De surcroît, cette discipline trouve dans le territoire un outil opératoire, « une méthode rêvée pour approfondir les phénomènes d’identité et de contrôle, d’altérité, d’intégration ou de ségrégation, voire d’exclusion, d’équité, d’égalité, de juste répartition des richesses et des moyens de les produire » (Di Méo, 1998, 5). Ainsi, elle définit tous ces thèmes comme objets centraux de sa recherche. À ce titre, elle se différencie d’une géographie humaine ou d’une géographie culturelle qui n’accordent que peu d’importance aux positions sociales dans l’espace (Di Méo, 1998).
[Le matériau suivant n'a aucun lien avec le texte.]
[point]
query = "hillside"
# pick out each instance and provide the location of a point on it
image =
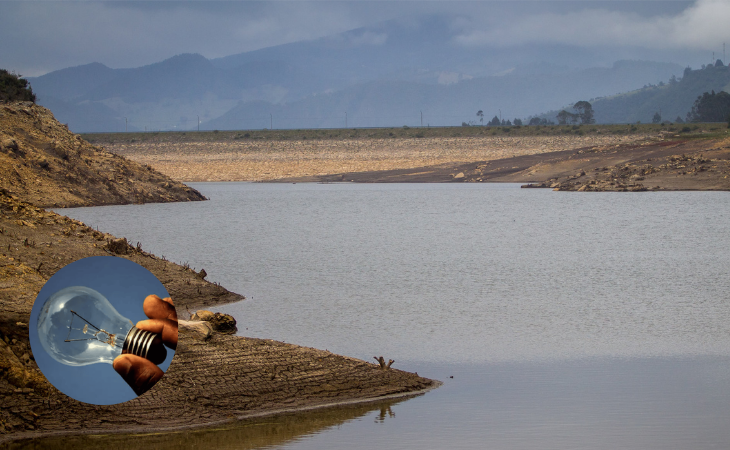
(43, 163)
(397, 103)
(385, 74)
(673, 99)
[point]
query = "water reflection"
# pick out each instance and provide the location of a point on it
(242, 435)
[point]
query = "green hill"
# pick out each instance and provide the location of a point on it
(673, 99)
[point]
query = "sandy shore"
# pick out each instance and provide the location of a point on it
(248, 160)
(213, 378)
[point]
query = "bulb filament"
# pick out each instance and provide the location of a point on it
(100, 335)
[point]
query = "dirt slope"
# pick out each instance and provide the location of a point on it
(45, 164)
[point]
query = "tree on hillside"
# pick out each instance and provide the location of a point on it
(14, 88)
(585, 111)
(710, 107)
(564, 117)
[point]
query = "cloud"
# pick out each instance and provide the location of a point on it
(42, 36)
(704, 24)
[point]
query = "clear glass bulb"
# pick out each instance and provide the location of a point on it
(78, 326)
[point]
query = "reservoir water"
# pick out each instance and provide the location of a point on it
(567, 320)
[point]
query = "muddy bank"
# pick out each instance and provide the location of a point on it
(213, 378)
(46, 165)
(650, 164)
(314, 159)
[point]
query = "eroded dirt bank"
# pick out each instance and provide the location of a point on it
(646, 165)
(46, 165)
(212, 378)
(310, 159)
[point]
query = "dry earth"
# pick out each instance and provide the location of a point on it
(306, 160)
(43, 163)
(213, 377)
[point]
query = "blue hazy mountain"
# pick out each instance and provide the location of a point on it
(382, 75)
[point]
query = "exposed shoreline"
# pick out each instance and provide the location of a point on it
(605, 159)
(213, 378)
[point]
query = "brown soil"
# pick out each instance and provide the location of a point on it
(46, 165)
(212, 378)
(650, 164)
(695, 164)
(312, 159)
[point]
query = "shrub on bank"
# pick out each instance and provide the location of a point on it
(14, 88)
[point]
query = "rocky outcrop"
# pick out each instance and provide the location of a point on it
(223, 323)
(43, 163)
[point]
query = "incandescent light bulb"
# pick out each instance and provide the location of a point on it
(78, 326)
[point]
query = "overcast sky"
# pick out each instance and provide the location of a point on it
(38, 37)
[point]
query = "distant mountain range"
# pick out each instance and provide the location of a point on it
(390, 74)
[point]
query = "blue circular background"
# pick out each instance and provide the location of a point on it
(125, 284)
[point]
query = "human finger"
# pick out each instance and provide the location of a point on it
(139, 373)
(156, 308)
(164, 327)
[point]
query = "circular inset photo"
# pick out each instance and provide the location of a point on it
(103, 330)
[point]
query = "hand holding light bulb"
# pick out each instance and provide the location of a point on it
(141, 373)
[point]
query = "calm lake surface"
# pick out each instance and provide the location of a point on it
(567, 320)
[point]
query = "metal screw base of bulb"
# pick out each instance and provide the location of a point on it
(138, 342)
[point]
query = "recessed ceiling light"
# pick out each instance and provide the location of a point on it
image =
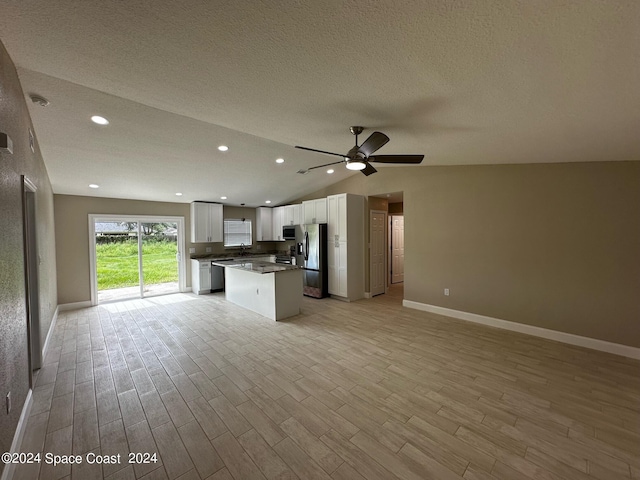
(99, 120)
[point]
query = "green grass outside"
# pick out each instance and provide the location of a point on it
(117, 264)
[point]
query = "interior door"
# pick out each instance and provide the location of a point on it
(377, 222)
(397, 248)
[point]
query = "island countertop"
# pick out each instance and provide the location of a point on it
(255, 266)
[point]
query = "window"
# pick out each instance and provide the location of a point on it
(237, 233)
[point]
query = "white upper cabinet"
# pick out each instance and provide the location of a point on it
(345, 219)
(277, 222)
(292, 214)
(314, 211)
(206, 222)
(264, 224)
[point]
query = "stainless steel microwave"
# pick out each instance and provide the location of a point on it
(289, 232)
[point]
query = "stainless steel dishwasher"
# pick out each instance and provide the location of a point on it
(217, 278)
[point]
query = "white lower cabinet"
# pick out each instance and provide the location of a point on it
(201, 276)
(345, 220)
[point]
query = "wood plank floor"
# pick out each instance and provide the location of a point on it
(343, 391)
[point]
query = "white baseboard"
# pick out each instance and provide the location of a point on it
(74, 306)
(595, 344)
(9, 468)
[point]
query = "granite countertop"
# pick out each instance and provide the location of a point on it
(235, 256)
(255, 266)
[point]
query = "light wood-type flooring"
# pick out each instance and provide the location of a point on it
(344, 391)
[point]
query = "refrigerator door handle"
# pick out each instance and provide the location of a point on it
(306, 245)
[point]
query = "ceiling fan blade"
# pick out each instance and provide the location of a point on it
(397, 159)
(375, 141)
(325, 165)
(320, 151)
(368, 170)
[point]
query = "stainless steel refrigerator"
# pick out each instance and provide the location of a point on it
(311, 256)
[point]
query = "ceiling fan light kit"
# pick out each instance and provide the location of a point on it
(360, 157)
(355, 165)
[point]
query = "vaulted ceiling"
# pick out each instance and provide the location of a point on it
(461, 82)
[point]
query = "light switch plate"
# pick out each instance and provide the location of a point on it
(5, 142)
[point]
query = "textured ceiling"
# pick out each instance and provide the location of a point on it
(461, 82)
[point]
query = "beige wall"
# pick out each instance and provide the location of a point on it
(72, 236)
(14, 369)
(551, 245)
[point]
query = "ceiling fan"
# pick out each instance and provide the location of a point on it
(360, 157)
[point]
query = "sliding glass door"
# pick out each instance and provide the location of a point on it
(135, 257)
(159, 258)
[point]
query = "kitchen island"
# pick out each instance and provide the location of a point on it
(270, 289)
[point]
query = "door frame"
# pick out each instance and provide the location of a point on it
(384, 249)
(31, 270)
(390, 237)
(182, 264)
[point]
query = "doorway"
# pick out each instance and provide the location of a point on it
(396, 235)
(31, 263)
(135, 257)
(377, 257)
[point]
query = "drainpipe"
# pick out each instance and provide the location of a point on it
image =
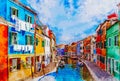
(119, 32)
(34, 48)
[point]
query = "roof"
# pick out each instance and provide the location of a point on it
(25, 4)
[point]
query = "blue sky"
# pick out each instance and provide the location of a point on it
(73, 20)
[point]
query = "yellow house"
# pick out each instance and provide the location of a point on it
(39, 48)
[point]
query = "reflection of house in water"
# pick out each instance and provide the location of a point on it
(20, 38)
(61, 49)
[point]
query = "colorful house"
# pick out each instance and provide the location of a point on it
(3, 50)
(98, 43)
(93, 48)
(74, 48)
(47, 45)
(52, 45)
(113, 50)
(20, 39)
(39, 47)
(61, 49)
(78, 48)
(81, 47)
(87, 47)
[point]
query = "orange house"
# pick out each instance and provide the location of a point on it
(87, 47)
(3, 52)
(101, 44)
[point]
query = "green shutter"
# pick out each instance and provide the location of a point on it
(10, 38)
(17, 12)
(36, 41)
(43, 43)
(26, 40)
(31, 40)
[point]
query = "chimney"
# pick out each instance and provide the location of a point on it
(118, 11)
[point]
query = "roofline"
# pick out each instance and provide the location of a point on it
(113, 24)
(24, 6)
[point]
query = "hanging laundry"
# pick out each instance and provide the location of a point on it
(22, 25)
(19, 47)
(15, 47)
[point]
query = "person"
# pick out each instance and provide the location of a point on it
(43, 67)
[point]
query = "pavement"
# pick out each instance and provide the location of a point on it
(50, 67)
(97, 73)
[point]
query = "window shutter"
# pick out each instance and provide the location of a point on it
(26, 40)
(10, 61)
(17, 13)
(25, 17)
(36, 41)
(32, 59)
(30, 19)
(43, 43)
(18, 63)
(10, 38)
(31, 40)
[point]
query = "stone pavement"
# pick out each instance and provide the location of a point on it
(51, 66)
(97, 73)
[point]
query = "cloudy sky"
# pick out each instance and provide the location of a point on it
(73, 20)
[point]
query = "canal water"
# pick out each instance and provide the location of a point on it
(69, 73)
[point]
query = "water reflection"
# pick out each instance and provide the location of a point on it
(71, 72)
(86, 74)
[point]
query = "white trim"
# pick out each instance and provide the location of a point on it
(115, 66)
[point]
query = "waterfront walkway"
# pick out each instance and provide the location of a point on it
(50, 67)
(97, 73)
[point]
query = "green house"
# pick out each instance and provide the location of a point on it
(113, 50)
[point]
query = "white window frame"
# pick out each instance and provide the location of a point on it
(14, 64)
(16, 11)
(116, 40)
(109, 42)
(115, 66)
(12, 41)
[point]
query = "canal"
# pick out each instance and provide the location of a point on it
(69, 73)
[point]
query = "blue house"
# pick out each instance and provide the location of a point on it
(78, 48)
(20, 37)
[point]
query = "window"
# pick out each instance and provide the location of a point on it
(28, 39)
(14, 11)
(28, 18)
(102, 59)
(116, 40)
(104, 44)
(43, 43)
(14, 64)
(28, 62)
(13, 38)
(109, 42)
(117, 66)
(37, 41)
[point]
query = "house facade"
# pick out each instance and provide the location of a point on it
(93, 49)
(4, 50)
(20, 38)
(39, 47)
(113, 50)
(87, 47)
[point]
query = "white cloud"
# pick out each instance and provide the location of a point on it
(89, 13)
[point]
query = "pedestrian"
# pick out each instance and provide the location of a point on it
(43, 67)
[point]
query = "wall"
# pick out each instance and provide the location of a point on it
(3, 52)
(113, 51)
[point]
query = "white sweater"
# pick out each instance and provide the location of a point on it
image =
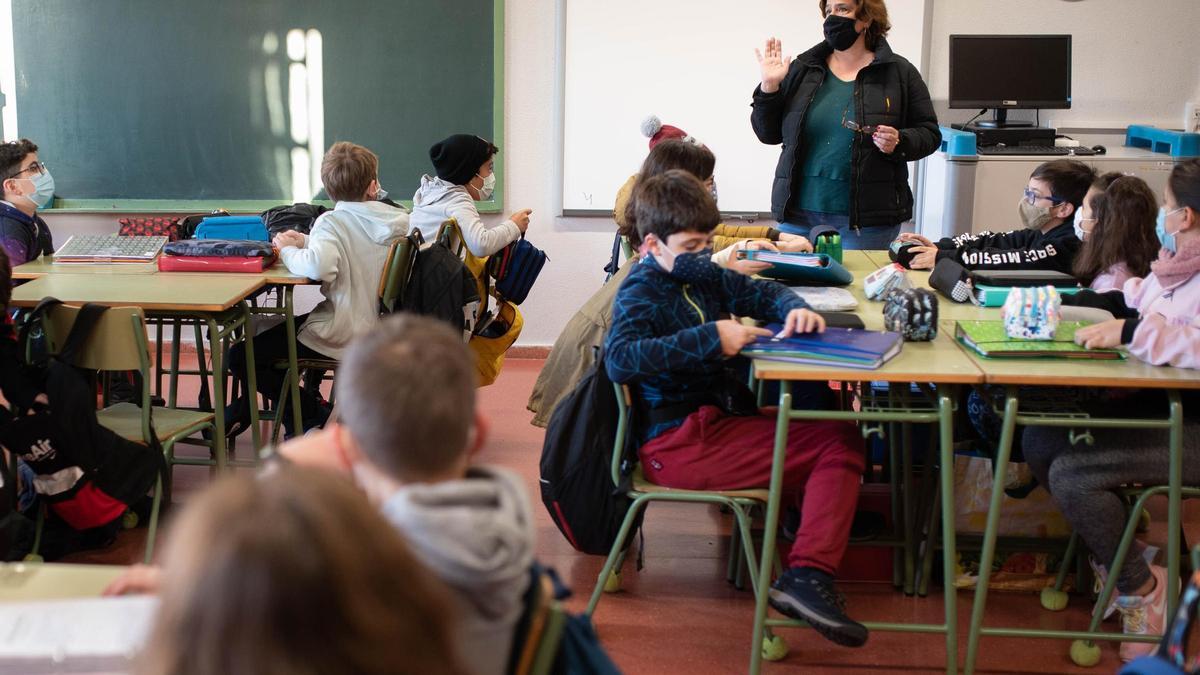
(438, 201)
(346, 251)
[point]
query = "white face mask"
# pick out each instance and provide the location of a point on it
(489, 186)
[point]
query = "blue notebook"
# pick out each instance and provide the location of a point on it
(837, 346)
(801, 269)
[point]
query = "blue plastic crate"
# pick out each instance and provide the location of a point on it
(1174, 143)
(958, 143)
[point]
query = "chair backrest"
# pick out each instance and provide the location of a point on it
(397, 272)
(118, 342)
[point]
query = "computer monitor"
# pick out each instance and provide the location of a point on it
(1009, 71)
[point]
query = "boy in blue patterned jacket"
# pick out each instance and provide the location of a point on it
(667, 341)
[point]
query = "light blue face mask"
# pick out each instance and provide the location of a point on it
(43, 190)
(1167, 238)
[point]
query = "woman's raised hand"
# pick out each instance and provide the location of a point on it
(774, 65)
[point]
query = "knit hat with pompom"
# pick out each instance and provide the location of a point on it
(658, 132)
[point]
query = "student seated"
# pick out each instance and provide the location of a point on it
(466, 173)
(27, 186)
(1116, 225)
(1048, 242)
(1084, 478)
(294, 573)
(346, 250)
(573, 352)
(701, 165)
(667, 341)
(408, 434)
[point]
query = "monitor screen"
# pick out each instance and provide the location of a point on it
(1009, 71)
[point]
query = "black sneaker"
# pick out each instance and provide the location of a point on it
(809, 595)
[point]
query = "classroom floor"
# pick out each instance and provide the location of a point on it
(678, 614)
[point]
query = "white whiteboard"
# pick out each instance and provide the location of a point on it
(691, 63)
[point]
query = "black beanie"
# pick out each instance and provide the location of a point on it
(457, 159)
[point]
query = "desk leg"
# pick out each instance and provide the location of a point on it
(1175, 488)
(293, 368)
(219, 420)
(769, 526)
(989, 536)
(251, 380)
(949, 556)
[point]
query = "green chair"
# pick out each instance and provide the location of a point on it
(119, 344)
(397, 270)
(642, 493)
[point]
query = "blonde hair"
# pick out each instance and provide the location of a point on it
(294, 573)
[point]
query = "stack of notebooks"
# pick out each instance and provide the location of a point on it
(847, 347)
(814, 269)
(988, 338)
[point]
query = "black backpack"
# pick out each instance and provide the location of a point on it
(576, 460)
(85, 472)
(298, 216)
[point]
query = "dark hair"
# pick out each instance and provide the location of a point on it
(5, 282)
(1125, 228)
(408, 394)
(239, 598)
(347, 171)
(1185, 184)
(1069, 179)
(673, 202)
(667, 155)
(12, 154)
(875, 11)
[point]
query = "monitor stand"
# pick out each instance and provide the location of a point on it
(1000, 120)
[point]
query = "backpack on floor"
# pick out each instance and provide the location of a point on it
(576, 465)
(87, 473)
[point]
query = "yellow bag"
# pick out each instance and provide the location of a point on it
(495, 341)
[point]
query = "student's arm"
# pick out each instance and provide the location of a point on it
(479, 239)
(318, 258)
(631, 353)
(1153, 340)
(919, 137)
(759, 299)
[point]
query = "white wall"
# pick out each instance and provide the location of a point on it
(1132, 61)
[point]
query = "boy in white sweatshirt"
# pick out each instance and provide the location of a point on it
(466, 173)
(346, 250)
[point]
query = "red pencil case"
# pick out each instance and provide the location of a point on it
(213, 263)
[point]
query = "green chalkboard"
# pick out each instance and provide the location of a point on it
(183, 105)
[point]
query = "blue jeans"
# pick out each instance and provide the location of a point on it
(875, 238)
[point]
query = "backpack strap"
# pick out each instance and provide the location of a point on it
(85, 323)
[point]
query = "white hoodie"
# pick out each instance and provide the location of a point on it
(438, 201)
(477, 535)
(346, 251)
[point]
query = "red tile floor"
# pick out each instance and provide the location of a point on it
(678, 614)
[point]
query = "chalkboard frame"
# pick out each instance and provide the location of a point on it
(492, 205)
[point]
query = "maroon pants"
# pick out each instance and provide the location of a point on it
(825, 465)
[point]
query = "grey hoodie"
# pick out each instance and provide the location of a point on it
(438, 201)
(346, 251)
(478, 536)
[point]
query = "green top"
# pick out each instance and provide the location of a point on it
(825, 168)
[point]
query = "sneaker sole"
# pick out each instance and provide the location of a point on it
(840, 634)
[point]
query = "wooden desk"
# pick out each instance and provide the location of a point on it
(40, 581)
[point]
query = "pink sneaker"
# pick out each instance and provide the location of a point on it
(1144, 615)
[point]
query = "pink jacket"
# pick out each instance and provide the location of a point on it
(1169, 332)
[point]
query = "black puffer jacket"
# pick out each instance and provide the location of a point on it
(889, 91)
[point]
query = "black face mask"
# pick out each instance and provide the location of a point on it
(840, 33)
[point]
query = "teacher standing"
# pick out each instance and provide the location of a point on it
(850, 115)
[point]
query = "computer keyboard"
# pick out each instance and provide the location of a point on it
(109, 248)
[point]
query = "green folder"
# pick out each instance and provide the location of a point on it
(988, 338)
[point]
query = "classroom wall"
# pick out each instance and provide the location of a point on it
(1132, 61)
(1113, 84)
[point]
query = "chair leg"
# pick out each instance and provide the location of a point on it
(618, 551)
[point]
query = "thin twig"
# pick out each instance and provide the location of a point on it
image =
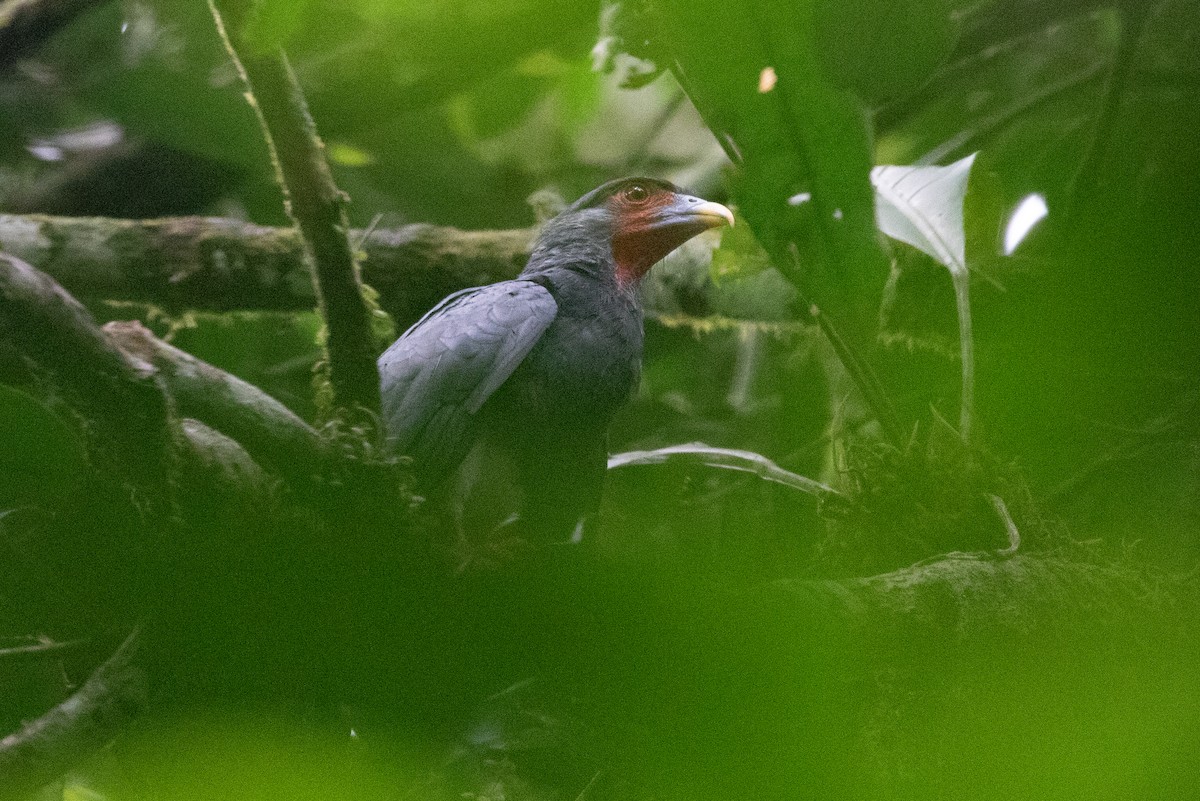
(39, 650)
(78, 727)
(315, 203)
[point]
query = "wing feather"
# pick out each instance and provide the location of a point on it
(443, 369)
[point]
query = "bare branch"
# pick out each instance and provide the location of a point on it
(209, 263)
(78, 727)
(315, 203)
(269, 432)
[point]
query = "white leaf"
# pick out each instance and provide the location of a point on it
(923, 206)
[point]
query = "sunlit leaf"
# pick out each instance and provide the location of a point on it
(923, 206)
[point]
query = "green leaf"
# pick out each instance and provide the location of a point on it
(883, 50)
(41, 457)
(273, 23)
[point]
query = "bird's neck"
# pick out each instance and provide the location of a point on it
(585, 250)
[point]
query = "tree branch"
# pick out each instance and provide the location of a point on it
(269, 432)
(316, 205)
(78, 727)
(209, 263)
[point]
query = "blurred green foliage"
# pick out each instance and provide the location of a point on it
(676, 673)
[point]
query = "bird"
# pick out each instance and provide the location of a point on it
(511, 386)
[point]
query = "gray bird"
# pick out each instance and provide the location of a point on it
(514, 385)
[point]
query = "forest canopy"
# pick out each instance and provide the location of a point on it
(906, 504)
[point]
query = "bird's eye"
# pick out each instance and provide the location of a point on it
(636, 193)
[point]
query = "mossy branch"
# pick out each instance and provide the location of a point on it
(315, 203)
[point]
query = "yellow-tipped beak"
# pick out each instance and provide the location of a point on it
(713, 214)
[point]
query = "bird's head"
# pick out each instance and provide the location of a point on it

Pour finir, la dimension spatiale de la géographie sociale permet une position avantageuse pour dialoguer avec les autres sciences sociales (Séchet et Veschambre, 2006). Elle s’arrime bien au postulat des sciences du territoire quant à l’interdisciplinarité nécessaire dans l’analyse socioterritoriale.

2.1.3 Science politique

La science politique s’intéresse globalement aux relations de pouvoir qui se développe entre les acteurs individuels et collectifs afin de déterminer la gouverne d’une collectivité humaine (Belley, 2008). La gouvernance inclut donc des jeux de

coopération et de conflits entre les acteurs qui sont liés à l’allocation des ressources disponibles dans cette collectivité. Les ressources sont d’ordre humain, matériel, financier, symbolique ou encore informationnel (Belley, 2008). Dès lors, la science politique s’intéresse « aux diverses règles, formelles et informelles, touchant la répartition des ressources, le fonctionnement et la représentation des institutions politiques à l’intérieur d’un territoire donné » (Belley, 2008 : 237). Le politologue s’intéresse aussi aux dynamiques des territoires par l’analyse des idéologies, des discours, des groupes sociaux et des transformations dans les administrations publiques et les systèmes politiques (Belley, 2008). Pour la science politique, le territoire est de géométrie variable. Cela signifie qu’il traite de la question des échelles. Au « haut » de l’échelle, le territoire réfère au supranational par les instances internationales et régionales ainsi qu’aux règles de régulation de leurs actions entre les États. À l’antipode, l’échelle du « bas » réfère au territoire infrarégional et aux règles qui gouvernent à cet échelon. L’échelle du « milieu » est celle des territoires nationaux, soit celle des États (Belley, 2008). Dès lors, la science politique permet de comprendre et d’analyser les institutions dans leurs enjeux de représentation, de régulation et d’allocation des ressources touchant les diverses échelles territoriales.

De plus, la science politique met en lumière la notion de gouvernance, plus particulièrement dans la cadre d’une approche intégrée du développement territorial, de la gouvernance territoriale.